Behind the 1953 Coup in Iran: Thugs, Turncoats, Soldiers, and Spooks is a 2014 book by Ali Rahnema in which the author examines the historical background of 1953 coup in Iran. It has been translated into French (as La chute de Mossadegh) and Persian.

==Content==
Rahnema tries to provide a historical reconstruction of the 1953 coup d'état which overthrew Mohammed Mosaddeq's government. Mosaddeq's fall has been the subject of much research and debate due to the role of foreign governments, the sociopolitical impact on Iran, and the enduring influence the ousting had on Iran-US relations.
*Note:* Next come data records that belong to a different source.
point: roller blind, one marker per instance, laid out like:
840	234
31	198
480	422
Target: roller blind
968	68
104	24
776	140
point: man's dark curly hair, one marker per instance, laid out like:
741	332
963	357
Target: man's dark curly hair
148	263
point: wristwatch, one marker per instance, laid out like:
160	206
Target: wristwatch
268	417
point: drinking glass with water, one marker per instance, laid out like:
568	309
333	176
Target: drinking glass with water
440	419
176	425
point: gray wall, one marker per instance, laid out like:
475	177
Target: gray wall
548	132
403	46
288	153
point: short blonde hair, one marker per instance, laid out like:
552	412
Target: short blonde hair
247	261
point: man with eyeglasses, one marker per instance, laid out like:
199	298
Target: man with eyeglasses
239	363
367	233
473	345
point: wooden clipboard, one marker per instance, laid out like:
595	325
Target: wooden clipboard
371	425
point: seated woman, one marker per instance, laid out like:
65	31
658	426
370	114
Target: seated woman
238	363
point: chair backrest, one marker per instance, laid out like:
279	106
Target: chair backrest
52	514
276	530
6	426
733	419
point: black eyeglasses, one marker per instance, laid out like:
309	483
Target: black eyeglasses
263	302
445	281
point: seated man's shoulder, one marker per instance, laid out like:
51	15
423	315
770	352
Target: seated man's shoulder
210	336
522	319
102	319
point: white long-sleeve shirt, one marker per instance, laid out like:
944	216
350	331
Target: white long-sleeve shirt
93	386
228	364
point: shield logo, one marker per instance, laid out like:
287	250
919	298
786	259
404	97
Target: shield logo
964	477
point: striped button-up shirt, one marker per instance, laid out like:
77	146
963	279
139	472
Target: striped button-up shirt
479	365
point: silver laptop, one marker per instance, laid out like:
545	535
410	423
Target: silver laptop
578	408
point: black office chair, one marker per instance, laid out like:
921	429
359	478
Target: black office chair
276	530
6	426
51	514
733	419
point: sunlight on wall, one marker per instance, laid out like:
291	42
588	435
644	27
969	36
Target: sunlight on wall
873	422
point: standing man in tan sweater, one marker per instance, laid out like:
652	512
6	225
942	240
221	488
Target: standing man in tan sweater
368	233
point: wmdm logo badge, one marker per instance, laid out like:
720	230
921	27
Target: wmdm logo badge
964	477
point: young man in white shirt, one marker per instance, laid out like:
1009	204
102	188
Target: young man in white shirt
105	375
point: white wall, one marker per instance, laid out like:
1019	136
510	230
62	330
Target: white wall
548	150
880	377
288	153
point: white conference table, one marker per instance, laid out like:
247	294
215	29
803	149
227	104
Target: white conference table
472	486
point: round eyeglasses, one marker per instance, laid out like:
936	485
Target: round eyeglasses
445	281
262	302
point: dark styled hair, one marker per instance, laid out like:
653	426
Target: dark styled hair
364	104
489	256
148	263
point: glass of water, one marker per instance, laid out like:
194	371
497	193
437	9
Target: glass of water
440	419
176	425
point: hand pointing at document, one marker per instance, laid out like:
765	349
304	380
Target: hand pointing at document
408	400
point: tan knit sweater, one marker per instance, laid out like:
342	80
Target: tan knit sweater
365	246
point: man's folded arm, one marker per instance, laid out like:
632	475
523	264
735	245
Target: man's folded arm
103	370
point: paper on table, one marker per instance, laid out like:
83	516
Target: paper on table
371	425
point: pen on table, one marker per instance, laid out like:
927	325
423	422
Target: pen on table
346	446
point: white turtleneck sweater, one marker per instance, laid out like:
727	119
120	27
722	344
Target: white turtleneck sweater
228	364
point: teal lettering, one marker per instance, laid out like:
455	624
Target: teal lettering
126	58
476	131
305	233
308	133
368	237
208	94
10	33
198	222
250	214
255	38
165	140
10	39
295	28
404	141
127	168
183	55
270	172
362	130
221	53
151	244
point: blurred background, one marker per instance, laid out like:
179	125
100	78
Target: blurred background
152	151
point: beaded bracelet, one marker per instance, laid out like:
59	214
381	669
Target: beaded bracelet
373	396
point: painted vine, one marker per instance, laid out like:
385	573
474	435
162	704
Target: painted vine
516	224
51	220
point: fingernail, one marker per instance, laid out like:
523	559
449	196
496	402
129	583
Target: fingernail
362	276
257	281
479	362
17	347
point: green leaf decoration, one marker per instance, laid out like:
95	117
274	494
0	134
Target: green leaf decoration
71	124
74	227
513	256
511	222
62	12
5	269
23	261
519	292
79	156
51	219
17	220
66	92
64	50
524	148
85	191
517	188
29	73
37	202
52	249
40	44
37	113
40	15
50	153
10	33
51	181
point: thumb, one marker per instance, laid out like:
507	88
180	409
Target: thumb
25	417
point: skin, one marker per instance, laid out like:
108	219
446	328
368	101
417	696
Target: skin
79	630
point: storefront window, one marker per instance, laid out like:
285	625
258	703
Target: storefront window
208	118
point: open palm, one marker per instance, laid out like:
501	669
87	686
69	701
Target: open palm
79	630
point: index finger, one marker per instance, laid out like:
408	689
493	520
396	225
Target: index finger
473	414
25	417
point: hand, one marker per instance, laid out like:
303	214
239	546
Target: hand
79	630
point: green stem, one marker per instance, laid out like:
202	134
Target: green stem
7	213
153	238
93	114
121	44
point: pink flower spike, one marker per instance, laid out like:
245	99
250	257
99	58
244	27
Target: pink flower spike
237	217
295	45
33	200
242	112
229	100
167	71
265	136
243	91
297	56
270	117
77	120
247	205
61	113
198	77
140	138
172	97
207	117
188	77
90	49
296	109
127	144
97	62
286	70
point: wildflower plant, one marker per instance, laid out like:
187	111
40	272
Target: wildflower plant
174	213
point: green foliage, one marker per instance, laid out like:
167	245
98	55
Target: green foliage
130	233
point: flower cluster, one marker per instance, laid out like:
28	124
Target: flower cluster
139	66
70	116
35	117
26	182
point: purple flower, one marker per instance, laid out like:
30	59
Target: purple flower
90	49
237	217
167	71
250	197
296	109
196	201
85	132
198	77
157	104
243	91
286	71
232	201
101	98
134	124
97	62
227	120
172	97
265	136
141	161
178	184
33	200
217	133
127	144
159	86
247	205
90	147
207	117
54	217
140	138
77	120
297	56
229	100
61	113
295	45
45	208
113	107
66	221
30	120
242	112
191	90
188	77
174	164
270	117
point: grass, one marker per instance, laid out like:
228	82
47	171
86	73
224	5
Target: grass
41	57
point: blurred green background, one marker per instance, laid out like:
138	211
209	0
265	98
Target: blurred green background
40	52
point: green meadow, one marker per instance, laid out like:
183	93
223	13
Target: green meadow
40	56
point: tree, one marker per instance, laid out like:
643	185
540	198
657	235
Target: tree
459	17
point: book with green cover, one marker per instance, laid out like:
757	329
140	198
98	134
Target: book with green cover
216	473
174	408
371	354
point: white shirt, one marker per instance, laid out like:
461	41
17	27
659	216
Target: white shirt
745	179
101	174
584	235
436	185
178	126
Based on American, British and Iranian sources, the author closely examines the four-day period between the first unsuccessful coup and the second successful one, surveying in fine detail how the two coups were shaped by actors on both the Anglo-American and Iranian sides.

==Reception==
The book has already received positive reviews by Ali Gheissari (University of San Diego), John Gurney (Wadham College) and Wm. Roger Louis.

Mark Gasiorowski describes this book as the "best account of how the coup occurred".
Fariborz Mokhtari (University of Vermont) calles it "detailed and passionately written".
Michael Axworthy appreciates the book but believes that Rahnema "overstates his argument".